The only regurgitation, however, was done on my part, twenty minutes later in the bathroom, as I sprayed pizza and falafel and Banoffee pie all over the toilet bowl.

“You don’t look so good,” mused Heidi when I returned. A didgeridoo groaned over the thundering drums.

“No,” I shook my head, and then stared vacantly as a swirling web of tiny rainbow patterns emerged in the darkness behind Heidi’s head.

I stumbled away from the teepee, away from the light and noise and into the blackness, until I was surrounded by boulders of granite and the silent night sky. Satisfied, I sprawled out on the ground.

After twenty minutes of lying on the warm rock, staring up at intricate rainbows patterns and glimmering stars, while djembes echoed in the distance, I experienced something of an epiphany; a moment of clarity.

I realized that I’m lying in the dirt with barf on my shirt, in the deserts of India, eating hallucinogenic seeds picked off the side of the road, because I’m still wrestling with the mystery of why so many backpackers enjoy sitting around all day, getting stoned under coconut trees in pretty scenery.

I also suddenly realized that I hate relaxing vacations, and always have. I can’t stand ‘chilling out’ all day. I don’t travel to get reprieve from my life; I travel to enrich it, to experience it ten-fold. I want adventure and intellectual stimulation and the thrill of uncertainty; I’m too restless to rest. I don’t need to love Hampi, and I don’t need to love every place I travel just because other people do.

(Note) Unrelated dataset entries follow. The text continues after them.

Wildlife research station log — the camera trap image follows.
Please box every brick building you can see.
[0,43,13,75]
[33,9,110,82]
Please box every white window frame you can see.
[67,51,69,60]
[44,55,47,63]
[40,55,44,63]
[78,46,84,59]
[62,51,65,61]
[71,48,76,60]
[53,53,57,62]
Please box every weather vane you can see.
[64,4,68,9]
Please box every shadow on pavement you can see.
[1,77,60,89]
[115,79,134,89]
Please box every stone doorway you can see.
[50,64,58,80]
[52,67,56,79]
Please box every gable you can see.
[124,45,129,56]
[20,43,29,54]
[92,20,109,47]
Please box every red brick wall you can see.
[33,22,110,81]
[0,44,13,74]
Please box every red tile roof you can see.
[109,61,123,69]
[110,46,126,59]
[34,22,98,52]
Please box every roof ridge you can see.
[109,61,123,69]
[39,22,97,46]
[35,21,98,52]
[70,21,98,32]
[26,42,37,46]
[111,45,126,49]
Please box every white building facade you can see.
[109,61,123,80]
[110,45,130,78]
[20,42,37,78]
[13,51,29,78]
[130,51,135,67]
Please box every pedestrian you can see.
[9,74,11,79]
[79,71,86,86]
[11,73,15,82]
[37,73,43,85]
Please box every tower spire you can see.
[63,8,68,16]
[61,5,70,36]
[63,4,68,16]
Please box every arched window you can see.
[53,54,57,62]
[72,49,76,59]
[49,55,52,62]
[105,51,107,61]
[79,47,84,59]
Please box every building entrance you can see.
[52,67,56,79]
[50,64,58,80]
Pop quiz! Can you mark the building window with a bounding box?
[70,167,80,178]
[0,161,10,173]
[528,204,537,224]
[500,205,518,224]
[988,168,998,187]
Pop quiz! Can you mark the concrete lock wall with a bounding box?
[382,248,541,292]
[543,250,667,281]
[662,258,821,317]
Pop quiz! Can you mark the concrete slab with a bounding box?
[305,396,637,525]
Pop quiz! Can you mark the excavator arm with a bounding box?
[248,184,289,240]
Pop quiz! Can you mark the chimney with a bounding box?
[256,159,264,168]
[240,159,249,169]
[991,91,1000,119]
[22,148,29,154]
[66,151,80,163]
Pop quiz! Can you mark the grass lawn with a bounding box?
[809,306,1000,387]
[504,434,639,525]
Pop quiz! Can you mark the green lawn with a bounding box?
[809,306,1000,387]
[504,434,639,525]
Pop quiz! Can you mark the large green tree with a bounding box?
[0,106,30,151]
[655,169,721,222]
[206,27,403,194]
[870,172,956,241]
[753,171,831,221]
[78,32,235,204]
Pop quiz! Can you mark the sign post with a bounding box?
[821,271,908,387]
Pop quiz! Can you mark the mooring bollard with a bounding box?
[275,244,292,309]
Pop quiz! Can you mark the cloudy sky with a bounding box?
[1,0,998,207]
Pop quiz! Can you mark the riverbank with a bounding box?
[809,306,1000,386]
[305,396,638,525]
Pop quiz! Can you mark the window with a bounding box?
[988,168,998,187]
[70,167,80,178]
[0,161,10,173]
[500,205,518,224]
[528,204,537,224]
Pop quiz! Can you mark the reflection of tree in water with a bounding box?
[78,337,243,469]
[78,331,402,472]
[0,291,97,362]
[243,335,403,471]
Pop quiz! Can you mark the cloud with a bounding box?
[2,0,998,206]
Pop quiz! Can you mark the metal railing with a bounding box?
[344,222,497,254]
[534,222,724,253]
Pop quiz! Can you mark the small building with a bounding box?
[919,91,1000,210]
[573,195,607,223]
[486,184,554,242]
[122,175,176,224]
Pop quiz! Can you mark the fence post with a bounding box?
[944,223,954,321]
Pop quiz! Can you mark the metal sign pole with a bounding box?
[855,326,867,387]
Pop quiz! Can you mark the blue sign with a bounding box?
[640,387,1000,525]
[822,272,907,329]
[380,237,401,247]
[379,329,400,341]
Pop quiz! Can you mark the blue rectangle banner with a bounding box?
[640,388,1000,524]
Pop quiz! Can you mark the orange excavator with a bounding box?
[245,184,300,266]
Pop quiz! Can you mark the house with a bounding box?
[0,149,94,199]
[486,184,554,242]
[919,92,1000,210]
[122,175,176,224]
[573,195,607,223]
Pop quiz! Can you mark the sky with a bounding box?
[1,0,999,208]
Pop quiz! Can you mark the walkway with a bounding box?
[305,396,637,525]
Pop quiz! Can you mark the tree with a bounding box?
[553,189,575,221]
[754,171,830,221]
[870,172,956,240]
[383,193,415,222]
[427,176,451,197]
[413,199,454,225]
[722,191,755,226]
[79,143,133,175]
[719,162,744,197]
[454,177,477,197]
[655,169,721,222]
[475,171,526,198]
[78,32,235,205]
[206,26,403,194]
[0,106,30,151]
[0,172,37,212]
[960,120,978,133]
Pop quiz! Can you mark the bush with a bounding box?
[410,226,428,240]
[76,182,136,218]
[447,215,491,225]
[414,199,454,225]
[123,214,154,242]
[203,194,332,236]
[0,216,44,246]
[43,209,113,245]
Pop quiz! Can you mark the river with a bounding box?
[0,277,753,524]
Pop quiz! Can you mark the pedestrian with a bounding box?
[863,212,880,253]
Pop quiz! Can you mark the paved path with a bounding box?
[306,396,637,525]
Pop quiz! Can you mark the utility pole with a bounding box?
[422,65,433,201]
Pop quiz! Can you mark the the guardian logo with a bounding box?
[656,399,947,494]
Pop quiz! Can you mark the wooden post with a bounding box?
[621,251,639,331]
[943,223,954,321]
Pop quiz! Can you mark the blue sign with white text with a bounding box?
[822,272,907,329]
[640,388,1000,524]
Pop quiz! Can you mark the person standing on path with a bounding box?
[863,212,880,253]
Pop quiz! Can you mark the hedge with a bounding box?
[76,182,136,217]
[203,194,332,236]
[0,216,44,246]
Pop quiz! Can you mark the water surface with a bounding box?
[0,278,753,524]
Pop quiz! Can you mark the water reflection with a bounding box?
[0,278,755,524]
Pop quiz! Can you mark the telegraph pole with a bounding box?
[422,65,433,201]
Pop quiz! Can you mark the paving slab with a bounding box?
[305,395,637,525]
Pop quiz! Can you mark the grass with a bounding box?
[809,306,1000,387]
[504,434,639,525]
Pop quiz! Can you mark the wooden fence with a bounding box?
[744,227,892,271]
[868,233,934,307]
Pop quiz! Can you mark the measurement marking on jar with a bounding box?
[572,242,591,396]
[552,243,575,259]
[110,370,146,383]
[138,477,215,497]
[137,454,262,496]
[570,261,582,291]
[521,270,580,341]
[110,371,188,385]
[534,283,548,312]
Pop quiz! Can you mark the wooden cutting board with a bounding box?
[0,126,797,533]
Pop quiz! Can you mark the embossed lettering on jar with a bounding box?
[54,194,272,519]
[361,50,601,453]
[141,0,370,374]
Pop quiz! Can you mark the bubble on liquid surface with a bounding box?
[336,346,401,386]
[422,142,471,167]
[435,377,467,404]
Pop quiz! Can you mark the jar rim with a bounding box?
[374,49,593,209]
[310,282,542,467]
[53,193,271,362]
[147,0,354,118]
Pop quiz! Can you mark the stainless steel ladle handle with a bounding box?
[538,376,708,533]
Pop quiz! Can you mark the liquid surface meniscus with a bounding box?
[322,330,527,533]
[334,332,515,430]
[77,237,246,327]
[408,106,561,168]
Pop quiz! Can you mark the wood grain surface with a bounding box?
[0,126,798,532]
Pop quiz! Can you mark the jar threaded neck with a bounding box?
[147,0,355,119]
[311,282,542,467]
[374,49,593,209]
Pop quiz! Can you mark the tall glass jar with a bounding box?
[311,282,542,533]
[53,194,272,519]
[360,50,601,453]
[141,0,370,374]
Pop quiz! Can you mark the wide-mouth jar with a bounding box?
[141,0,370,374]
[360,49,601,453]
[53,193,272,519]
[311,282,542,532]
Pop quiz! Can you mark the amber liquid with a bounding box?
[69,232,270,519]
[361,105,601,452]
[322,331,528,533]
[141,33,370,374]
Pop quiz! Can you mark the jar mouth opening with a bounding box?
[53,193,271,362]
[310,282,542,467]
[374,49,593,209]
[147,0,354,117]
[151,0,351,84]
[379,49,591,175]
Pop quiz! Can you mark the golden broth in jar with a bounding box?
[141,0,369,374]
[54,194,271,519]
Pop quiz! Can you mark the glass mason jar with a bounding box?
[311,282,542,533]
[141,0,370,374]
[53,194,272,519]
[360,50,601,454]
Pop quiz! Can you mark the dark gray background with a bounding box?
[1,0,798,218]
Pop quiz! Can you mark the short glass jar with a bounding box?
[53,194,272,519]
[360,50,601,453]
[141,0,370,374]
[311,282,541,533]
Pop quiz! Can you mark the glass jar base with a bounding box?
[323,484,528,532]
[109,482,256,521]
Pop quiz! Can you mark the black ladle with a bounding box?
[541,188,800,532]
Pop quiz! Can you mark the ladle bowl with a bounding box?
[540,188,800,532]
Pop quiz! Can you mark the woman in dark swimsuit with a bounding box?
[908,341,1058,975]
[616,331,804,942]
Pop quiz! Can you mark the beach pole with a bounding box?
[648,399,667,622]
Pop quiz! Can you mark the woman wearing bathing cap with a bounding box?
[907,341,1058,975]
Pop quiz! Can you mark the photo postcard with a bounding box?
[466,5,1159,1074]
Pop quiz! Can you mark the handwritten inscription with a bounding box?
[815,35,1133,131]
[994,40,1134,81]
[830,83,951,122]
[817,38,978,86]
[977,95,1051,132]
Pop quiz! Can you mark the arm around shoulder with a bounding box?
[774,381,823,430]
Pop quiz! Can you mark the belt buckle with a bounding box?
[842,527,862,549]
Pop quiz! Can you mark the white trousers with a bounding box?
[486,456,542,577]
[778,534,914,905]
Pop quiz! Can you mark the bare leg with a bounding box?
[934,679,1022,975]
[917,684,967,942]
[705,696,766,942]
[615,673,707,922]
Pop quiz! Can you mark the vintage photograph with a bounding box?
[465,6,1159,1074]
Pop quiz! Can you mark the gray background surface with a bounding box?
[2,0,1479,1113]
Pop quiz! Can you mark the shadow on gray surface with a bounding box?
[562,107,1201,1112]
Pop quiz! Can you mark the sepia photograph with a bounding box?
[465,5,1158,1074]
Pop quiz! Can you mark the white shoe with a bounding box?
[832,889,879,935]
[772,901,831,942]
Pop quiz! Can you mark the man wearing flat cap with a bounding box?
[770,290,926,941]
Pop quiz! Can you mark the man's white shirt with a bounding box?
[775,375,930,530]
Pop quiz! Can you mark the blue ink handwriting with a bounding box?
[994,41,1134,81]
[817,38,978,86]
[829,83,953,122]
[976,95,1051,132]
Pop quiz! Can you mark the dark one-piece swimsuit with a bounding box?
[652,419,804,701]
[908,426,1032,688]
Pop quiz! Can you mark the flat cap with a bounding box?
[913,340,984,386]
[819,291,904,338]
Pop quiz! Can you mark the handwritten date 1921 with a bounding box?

The very next day, I caught the night bus to Mysore. And at 5AM, I was dropped off in a grimy, inner-city bus lot, with the vague instruction “go that way,” pointing down a forbidding road marred with litter, graffiti, and dilapidated signs in Hindi and Kannada and squiggly languages yet unknown to me.

As the city of Mysore stirred to life in the early morning mist (or perhaps it was smog), I tightened my pack and marched down the long, filthy throughway—tromping over garbage, inhaling exhaust, and dodging rickshaws. Savoring every bit of it.